Half an hour in and I'm bored shitless. And five minutes of that was spent turning off every single nu-punk shouty rock track (all of 'em) that EA assumes my demographic gets off on. At least the xbox one allowed custom soundtracks.

Ah, the joyous bounty that is an EA Soundtrack.
The one and only thing it gets right is that crash junctions no longer have punitive heartbreaker and multiplier bonuses. Shame the carnage is a bit feeble compared to the console pyrotechnics though. Doesn't help that you can't really make out what you're about to hit until you're on top of it either. The driving game tunnel vision effect means that you're looking at approximately a dozen or so pixels in the center of the screen just hoping to catch a glimpse of something resembling approaching traffic. Made my eyes go a little bit funny, truth be told.
As a port it feels incredibly lazy. There's seemingly no effort to make it stand out as anything other than BO3. At least Ridge Racers had the good grace to repackage the old so it looked like new. This is just old rope.
Matt: It's a 7/8 out of 10 rather than the 8/9 out of 10 that I think Wipeout Pure is. I mean - it's good, possibly very good. It's just not the best racer/game for me. It's nowhere near as good as IGN are saying.
Fuseball: It’s not even as good as Ridge Racers – although there's little new to that either, I felt that it had a clean look and a sheen of design that suits the PSP screen. Burnout:Legends looks identical to BO3, and thereby looks a mess. As you pointed out, the fonts are all over the place. It looks rushed. As if nobody bothered to optimise the front end. At all.
Matt: I know. Best racing game on the PSP? Not even close. Best racing game for teenage idiots? Maybe…
And then, just when we’d given up all hope for Ely’s sanity, he finds time to send in this from an internet café somewhere in the vicinity of Croatia.
Ely:Christ, it’s dull isn’t it? Do I really have to write 500 words on this?

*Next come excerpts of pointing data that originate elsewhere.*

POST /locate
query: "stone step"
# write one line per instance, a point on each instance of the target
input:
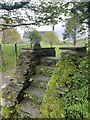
(30, 108)
(44, 70)
(34, 91)
(39, 81)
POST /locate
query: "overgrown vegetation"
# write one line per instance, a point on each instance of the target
(67, 92)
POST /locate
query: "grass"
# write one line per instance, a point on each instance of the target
(9, 55)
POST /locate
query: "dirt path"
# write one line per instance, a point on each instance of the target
(5, 77)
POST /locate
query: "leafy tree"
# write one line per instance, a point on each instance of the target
(47, 12)
(35, 37)
(81, 10)
(10, 36)
(51, 38)
(73, 29)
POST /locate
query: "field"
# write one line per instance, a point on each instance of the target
(9, 56)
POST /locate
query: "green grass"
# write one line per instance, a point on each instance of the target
(9, 56)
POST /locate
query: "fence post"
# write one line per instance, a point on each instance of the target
(16, 51)
(0, 49)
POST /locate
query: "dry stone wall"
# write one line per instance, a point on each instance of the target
(25, 69)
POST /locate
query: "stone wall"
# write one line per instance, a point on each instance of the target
(25, 68)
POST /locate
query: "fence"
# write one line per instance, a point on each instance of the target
(9, 54)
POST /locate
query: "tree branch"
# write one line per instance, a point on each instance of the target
(16, 5)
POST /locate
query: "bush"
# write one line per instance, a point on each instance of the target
(67, 91)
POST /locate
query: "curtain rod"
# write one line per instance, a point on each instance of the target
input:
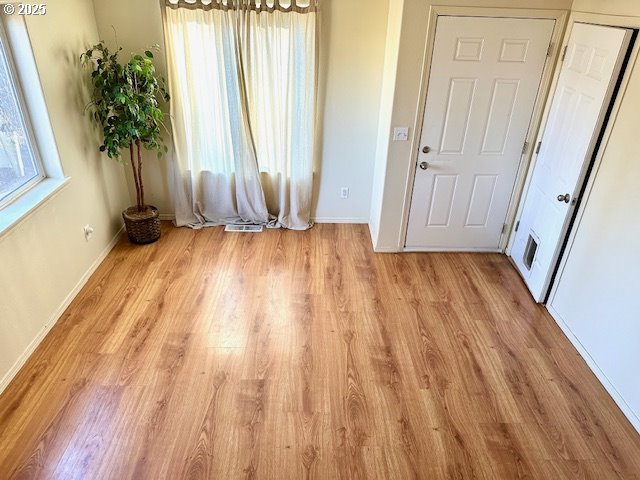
(254, 5)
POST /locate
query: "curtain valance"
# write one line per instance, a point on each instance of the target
(299, 6)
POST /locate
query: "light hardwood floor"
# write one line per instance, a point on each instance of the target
(291, 355)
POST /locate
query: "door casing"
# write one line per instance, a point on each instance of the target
(560, 16)
(614, 21)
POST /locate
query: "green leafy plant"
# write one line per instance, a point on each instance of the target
(124, 102)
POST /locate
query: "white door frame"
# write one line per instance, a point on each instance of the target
(634, 63)
(595, 19)
(560, 16)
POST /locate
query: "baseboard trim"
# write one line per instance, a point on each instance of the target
(348, 220)
(13, 371)
(450, 250)
(600, 375)
(386, 250)
(345, 220)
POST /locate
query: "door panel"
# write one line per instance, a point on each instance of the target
(483, 85)
(583, 94)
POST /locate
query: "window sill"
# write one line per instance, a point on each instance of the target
(29, 202)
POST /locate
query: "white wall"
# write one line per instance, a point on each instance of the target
(352, 47)
(597, 294)
(396, 162)
(45, 257)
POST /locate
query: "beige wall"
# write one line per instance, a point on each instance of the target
(386, 216)
(44, 257)
(352, 46)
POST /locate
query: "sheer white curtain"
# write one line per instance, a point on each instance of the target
(243, 87)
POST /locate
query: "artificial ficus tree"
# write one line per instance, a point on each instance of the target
(124, 102)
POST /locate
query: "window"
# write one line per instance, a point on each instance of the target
(30, 169)
(20, 167)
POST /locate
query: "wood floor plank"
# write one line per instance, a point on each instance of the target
(304, 355)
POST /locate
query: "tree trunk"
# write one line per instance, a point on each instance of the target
(141, 204)
(135, 175)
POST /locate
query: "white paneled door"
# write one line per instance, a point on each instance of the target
(484, 81)
(583, 93)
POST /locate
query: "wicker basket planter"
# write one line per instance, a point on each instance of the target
(142, 227)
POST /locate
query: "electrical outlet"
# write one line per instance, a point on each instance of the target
(88, 232)
(401, 134)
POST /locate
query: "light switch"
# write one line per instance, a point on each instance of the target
(401, 134)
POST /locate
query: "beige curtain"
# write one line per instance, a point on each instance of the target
(242, 80)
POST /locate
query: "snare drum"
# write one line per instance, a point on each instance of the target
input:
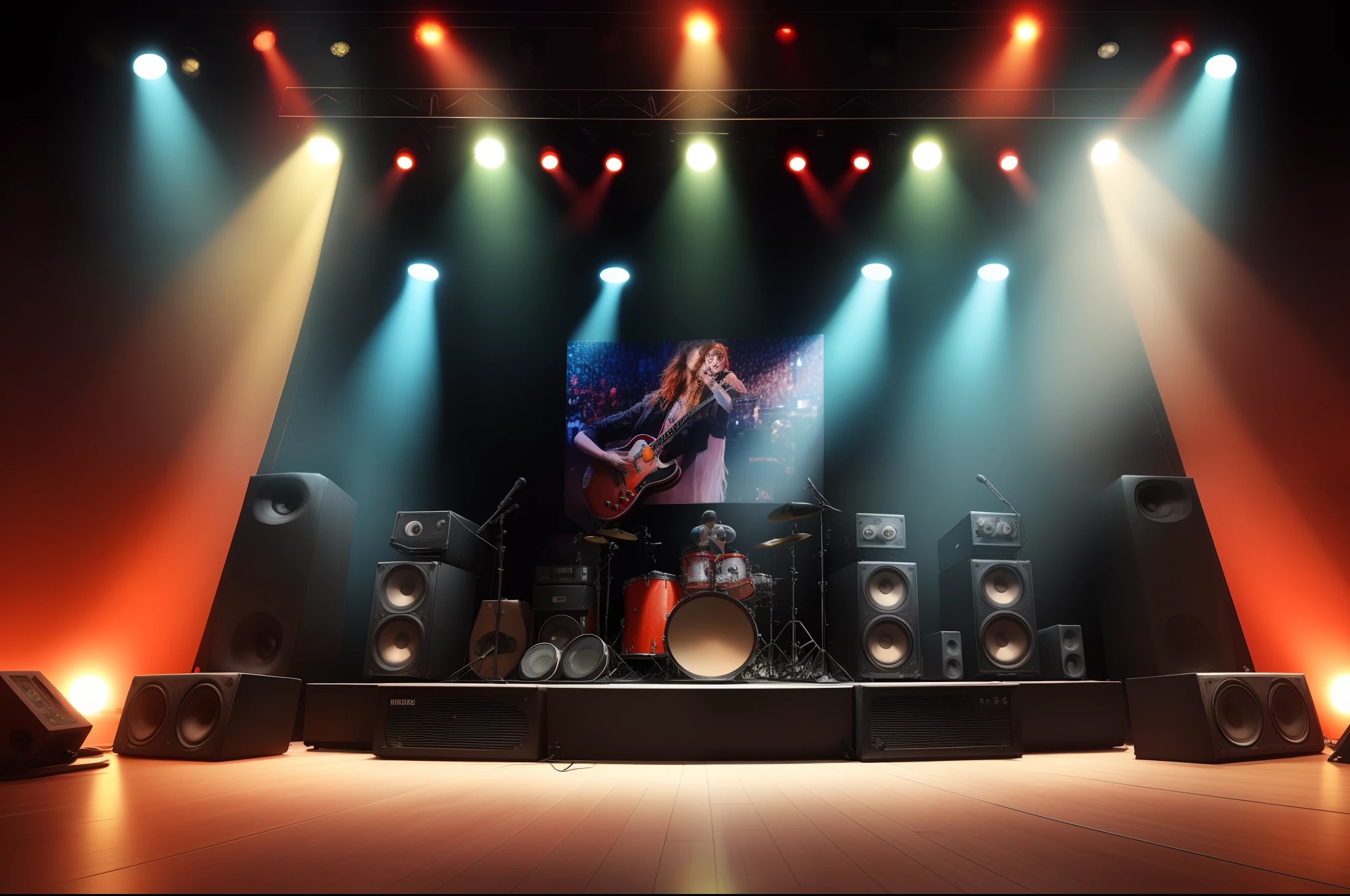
(734, 576)
(647, 601)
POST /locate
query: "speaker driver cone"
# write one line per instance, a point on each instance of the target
(1006, 640)
(1237, 713)
(199, 714)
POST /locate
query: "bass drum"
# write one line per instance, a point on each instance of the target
(711, 636)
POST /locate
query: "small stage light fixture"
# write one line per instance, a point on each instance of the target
(149, 67)
(1106, 152)
(701, 157)
(489, 153)
(1221, 67)
(928, 155)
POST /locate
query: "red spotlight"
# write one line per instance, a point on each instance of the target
(431, 34)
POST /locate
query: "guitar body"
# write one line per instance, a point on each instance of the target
(609, 495)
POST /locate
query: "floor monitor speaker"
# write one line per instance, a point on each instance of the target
(916, 721)
(874, 611)
(1223, 717)
(207, 717)
(419, 621)
(1164, 602)
(993, 605)
(278, 607)
(38, 726)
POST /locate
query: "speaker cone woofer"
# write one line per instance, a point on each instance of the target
(405, 586)
(146, 714)
(889, 642)
(541, 663)
(559, 630)
(1006, 640)
(399, 642)
(1002, 586)
(1237, 713)
(1289, 712)
(887, 587)
(585, 659)
(199, 714)
(257, 640)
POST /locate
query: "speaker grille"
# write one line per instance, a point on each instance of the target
(457, 725)
(935, 721)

Battle your way past heavy traffic.
Blimey. If even our resident petrol-head can’t find anything positive to say about the game, what hope does it have?
Well, maybe a little ray of sunshine courtesy of our resident Space-fiend Bog.
Bog:That’s really odd. I’m quite enjoying it.
Could it be that the massed Rodentia have got it wrong after all? Maybe they’re blinded by the shiny pixels – Bog elaborates in the way that only he knows how…
Bog:It’s a new experience in my gaming life to have a racer where the goal is to barge people off the road and cause huge pile-ups. It could be that, because apart from a few hours of Burnout 2 Crash mode at Markies and a similar amount of time with BO3 in the company of moobaa, Stevo, Zath, MadHippo and a bottle of 150-proof rum, I haven’t had the Burnout experience before.
See, I’m not a hardcore Muddafukka like Ely and Fuse. Go on, someone call me a dilettante…
To which, Rocky (ever the voice of reason), sensibly concurs:
Rockwaldo:That’s it in a nutshell. If you’ve played Burnout 1, 2 & 3 then there’s nothing new here – which is a shame given you’ve just splashed £35 quid at it. I think we’ll get this a lot with the PSP – nothing new but it’s handheld! That’s certainly a major pull for many of the PSP games on the way – if someone wants Burnout on the move then they have it. Why should they change anything on the way?

See, there are those who like it.
So, there you have it. Nothing special, but if you really feel that your life is incomplete without being able to play Burnout on the lav, then now you can.